How Tucson Fire is reducing ambulance rides and saving money

TUCSON, Ariz. - A groundbreaking program at the Tucson Fire Department to help people and save money is showing significant progress in its second year.

The Tucson Fire Department receives hundreds of 911 calls each day. The department’s infrastructure of people and machines is designed to handle around 65,000 calls per year but Captain Brian Thompson says the actual number of calls is more than 92,000.

“So, we're being overrun, overburdened by the 911 system,” Thompson said.

Thompson says many of those calls come from the same people for the same things. He says people call for help with issues that stem from problems like food insecurity, chronic, but manageable, illness, or homelessness. He says each time a crew transports someone to the hospital in an ambulance it carries a price tag of roughly $1,200.

He says one person racked up a ambulance and hospital bills of more than $140,000 in a single year.

“We call them super-utilizers, sometimes a loyal customer,” Thompson said.

Out of that problem Chief Sharon McDonough and other department administrators developed a new program, Tucson Collaborative Community Care, or, TC3. It launched in early 2016.

McDonough recognized an increasing number of calls were for problems rooted in chronic problems often associated with an aging population.

How it works: If firefighters and paramedics arrive at the scene of a 911 call and determine if someone there would be a candidate they refer them to TC3.

The four-person crew of two firefighters, a social worker, and paramedic pays them a visit, talks about the person’s issues, examines their home, and then connects that caller with the correct social services.
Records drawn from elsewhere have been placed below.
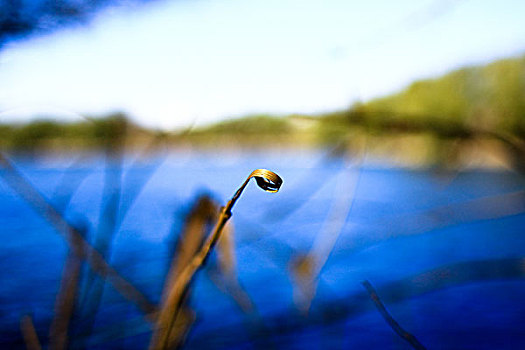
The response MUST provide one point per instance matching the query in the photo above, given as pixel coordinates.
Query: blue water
(467, 227)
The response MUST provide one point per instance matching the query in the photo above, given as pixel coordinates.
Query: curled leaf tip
(267, 180)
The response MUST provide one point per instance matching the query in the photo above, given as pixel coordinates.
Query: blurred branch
(267, 181)
(350, 306)
(26, 190)
(389, 319)
(66, 298)
(29, 333)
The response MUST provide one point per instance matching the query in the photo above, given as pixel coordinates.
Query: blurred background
(397, 127)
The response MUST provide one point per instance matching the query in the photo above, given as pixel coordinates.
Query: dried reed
(162, 338)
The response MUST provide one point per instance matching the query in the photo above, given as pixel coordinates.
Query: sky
(172, 64)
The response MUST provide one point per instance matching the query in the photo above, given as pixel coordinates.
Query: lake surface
(444, 250)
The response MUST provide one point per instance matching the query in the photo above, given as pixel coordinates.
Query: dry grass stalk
(268, 181)
(389, 319)
(29, 333)
(188, 244)
(95, 260)
(306, 268)
(66, 299)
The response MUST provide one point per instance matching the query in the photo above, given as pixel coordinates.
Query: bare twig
(66, 299)
(96, 261)
(29, 333)
(268, 181)
(389, 319)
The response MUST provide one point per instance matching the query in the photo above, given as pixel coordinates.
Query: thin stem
(161, 338)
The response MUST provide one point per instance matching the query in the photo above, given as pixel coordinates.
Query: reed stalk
(162, 335)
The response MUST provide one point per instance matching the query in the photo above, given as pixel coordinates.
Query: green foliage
(250, 125)
(491, 98)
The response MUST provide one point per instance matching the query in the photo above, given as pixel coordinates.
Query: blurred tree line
(447, 112)
(51, 134)
(487, 98)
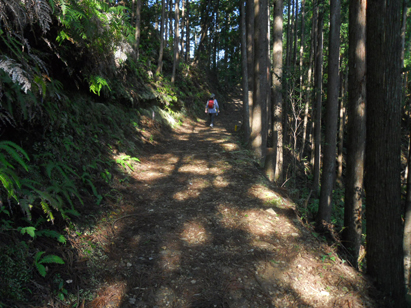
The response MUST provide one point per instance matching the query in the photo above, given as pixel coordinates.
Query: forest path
(199, 226)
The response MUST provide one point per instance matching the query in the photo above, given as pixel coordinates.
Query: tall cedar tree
(250, 56)
(259, 124)
(277, 87)
(331, 119)
(356, 131)
(382, 153)
(318, 96)
(176, 40)
(161, 52)
(246, 123)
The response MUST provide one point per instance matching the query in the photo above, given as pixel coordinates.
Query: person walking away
(212, 109)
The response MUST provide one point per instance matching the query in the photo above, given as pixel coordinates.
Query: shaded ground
(197, 225)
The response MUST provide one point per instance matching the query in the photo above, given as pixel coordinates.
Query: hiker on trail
(212, 109)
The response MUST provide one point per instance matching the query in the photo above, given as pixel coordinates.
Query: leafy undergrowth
(195, 224)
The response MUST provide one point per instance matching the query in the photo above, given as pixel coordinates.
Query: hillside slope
(195, 224)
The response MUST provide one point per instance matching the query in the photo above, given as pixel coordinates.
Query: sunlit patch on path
(198, 225)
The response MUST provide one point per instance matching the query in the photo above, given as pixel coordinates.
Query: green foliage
(39, 262)
(125, 160)
(10, 152)
(15, 272)
(97, 83)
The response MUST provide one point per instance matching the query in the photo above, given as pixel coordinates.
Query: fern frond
(16, 73)
(13, 150)
(11, 12)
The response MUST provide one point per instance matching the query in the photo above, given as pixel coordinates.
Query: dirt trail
(199, 226)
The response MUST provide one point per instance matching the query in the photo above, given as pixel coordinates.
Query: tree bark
(188, 45)
(161, 52)
(277, 92)
(331, 119)
(356, 130)
(250, 56)
(138, 29)
(259, 124)
(246, 111)
(318, 100)
(176, 40)
(382, 153)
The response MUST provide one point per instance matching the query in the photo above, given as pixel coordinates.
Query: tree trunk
(246, 111)
(277, 88)
(138, 30)
(382, 153)
(259, 124)
(312, 64)
(188, 45)
(250, 55)
(331, 119)
(356, 130)
(176, 40)
(318, 100)
(161, 52)
(295, 33)
(183, 18)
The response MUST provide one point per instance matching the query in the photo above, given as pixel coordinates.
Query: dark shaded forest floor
(196, 224)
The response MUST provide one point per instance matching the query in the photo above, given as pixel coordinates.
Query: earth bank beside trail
(196, 224)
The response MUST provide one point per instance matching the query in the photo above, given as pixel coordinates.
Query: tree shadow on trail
(202, 228)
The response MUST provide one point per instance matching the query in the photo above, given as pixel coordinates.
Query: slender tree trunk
(183, 19)
(318, 100)
(161, 52)
(170, 19)
(295, 33)
(156, 22)
(278, 94)
(331, 120)
(343, 91)
(382, 153)
(188, 45)
(138, 30)
(259, 124)
(289, 43)
(250, 56)
(312, 66)
(302, 87)
(216, 38)
(166, 23)
(204, 29)
(176, 40)
(356, 130)
(246, 123)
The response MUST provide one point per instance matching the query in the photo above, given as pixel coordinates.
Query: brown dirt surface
(196, 224)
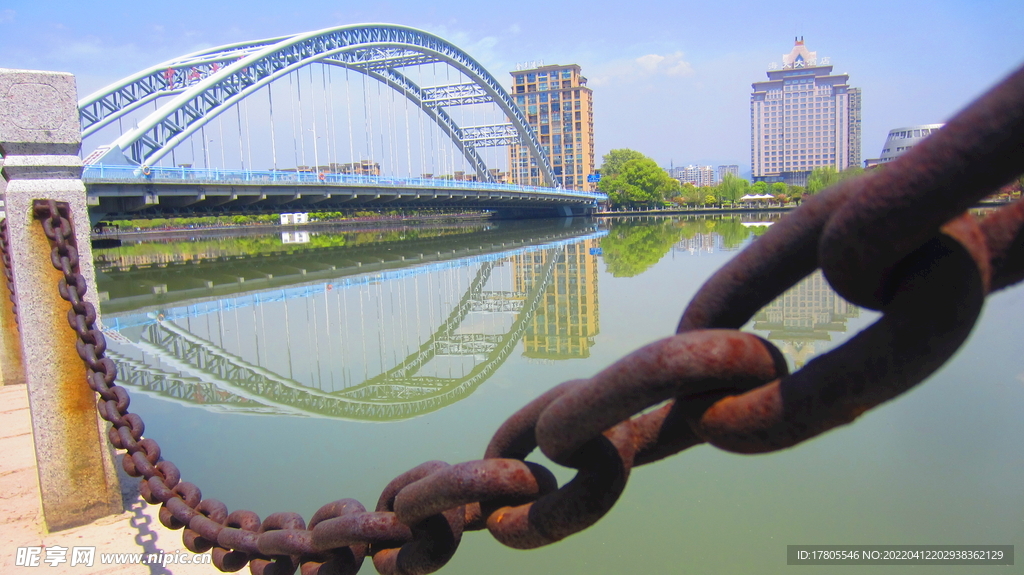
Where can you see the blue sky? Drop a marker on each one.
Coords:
(670, 79)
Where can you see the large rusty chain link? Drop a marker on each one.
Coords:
(8, 271)
(897, 240)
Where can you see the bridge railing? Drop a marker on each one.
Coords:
(136, 174)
Thompson says they have even gone with patients to their doctor's office to discuss care.

“It’s a twofold mission: helping the individual and reducing the call load,” Thompson said.

Its working on an individual and large-scale level. A recent audit showed just ten people were responsible for 324 ambulance rides last year but dropped to just 24 after meeting with TC3.  
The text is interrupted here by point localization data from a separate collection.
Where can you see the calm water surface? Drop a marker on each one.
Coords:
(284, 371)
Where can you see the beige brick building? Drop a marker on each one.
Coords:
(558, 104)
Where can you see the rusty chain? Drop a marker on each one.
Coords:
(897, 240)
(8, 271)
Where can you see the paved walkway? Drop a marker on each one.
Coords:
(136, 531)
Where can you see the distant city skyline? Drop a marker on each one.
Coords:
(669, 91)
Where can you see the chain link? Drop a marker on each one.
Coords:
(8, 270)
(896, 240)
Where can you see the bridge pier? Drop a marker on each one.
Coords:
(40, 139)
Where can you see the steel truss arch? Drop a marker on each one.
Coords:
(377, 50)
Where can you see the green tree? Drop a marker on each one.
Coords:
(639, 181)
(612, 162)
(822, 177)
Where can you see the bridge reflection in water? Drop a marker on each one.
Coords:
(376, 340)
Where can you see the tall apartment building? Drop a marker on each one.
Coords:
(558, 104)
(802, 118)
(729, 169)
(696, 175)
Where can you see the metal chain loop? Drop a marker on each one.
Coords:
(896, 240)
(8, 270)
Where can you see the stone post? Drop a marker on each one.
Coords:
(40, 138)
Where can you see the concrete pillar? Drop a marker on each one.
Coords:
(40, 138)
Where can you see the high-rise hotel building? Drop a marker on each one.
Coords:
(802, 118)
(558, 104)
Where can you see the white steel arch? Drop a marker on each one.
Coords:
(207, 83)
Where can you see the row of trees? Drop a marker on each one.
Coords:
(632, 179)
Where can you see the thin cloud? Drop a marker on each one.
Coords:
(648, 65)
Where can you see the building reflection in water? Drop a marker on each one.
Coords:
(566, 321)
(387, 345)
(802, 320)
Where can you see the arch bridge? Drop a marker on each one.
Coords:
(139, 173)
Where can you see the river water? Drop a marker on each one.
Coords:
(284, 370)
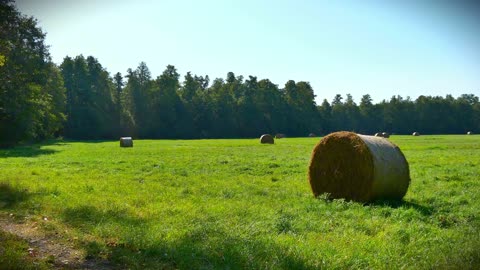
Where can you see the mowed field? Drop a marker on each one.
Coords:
(236, 204)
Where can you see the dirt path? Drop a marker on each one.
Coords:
(53, 248)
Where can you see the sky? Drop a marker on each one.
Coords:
(377, 47)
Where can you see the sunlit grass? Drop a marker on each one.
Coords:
(238, 204)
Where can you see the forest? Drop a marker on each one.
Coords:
(80, 99)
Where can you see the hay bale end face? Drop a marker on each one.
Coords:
(126, 142)
(266, 138)
(358, 167)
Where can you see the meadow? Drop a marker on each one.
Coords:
(237, 204)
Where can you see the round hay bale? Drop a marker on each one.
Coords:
(126, 142)
(358, 167)
(266, 138)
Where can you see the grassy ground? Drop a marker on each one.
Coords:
(238, 204)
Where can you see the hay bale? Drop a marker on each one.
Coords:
(358, 167)
(126, 142)
(266, 138)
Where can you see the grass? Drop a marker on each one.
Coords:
(236, 204)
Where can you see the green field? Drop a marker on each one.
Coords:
(236, 204)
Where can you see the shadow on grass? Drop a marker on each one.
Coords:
(32, 150)
(424, 210)
(10, 196)
(204, 245)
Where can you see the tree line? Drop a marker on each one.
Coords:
(80, 99)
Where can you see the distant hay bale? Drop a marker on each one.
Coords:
(358, 167)
(266, 138)
(126, 142)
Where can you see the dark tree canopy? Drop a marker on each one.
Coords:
(81, 100)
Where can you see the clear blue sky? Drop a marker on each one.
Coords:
(382, 48)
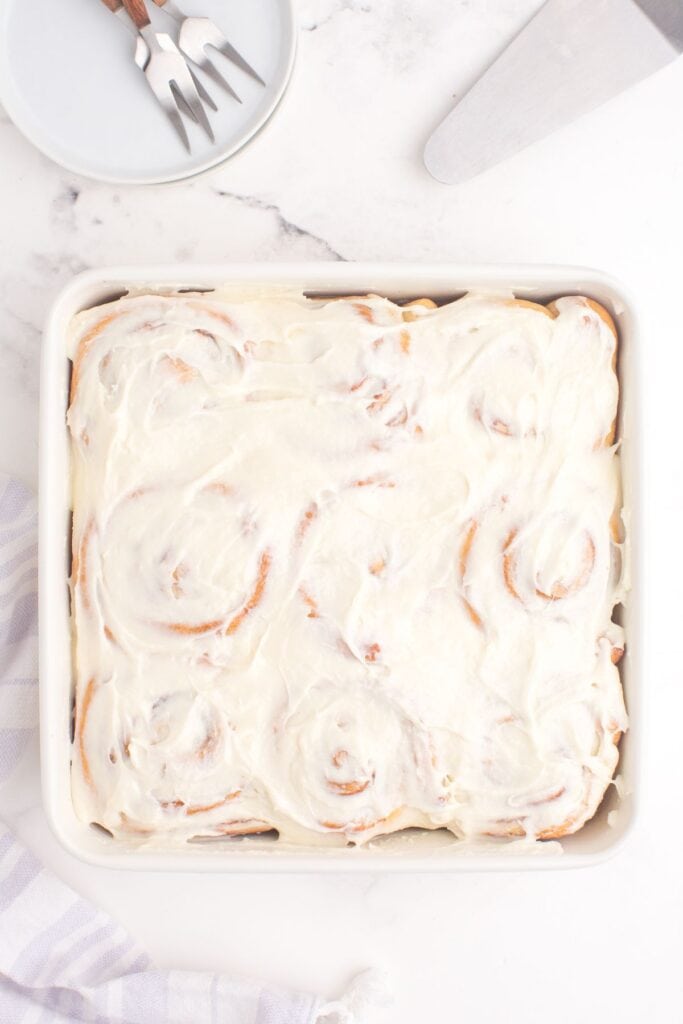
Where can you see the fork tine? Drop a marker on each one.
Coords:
(175, 119)
(229, 51)
(203, 94)
(195, 104)
(210, 69)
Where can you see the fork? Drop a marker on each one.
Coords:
(196, 35)
(141, 56)
(167, 73)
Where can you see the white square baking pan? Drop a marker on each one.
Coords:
(414, 850)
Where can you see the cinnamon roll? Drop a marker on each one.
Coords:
(342, 567)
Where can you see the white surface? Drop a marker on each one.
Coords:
(68, 79)
(338, 171)
(417, 851)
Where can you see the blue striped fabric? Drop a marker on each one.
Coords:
(61, 960)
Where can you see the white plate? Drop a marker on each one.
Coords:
(69, 83)
(414, 850)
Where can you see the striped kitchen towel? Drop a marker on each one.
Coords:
(61, 960)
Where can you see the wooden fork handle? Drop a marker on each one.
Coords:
(138, 12)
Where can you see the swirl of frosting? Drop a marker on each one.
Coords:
(343, 566)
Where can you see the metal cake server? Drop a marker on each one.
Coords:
(571, 57)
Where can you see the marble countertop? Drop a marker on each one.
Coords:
(338, 175)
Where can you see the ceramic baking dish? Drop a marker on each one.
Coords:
(415, 850)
The results are also showing up at city hall. During a recent budget meeting, city staff told council members projected revenue for ambulance transport fees fell short of expectations – a result of fewer transports. Staff was quick to point out they are pleased with the program do not intend to change TC3 because of this.

“This is the wave of the future. if we're going to do things right we have to do this,” Thompson said.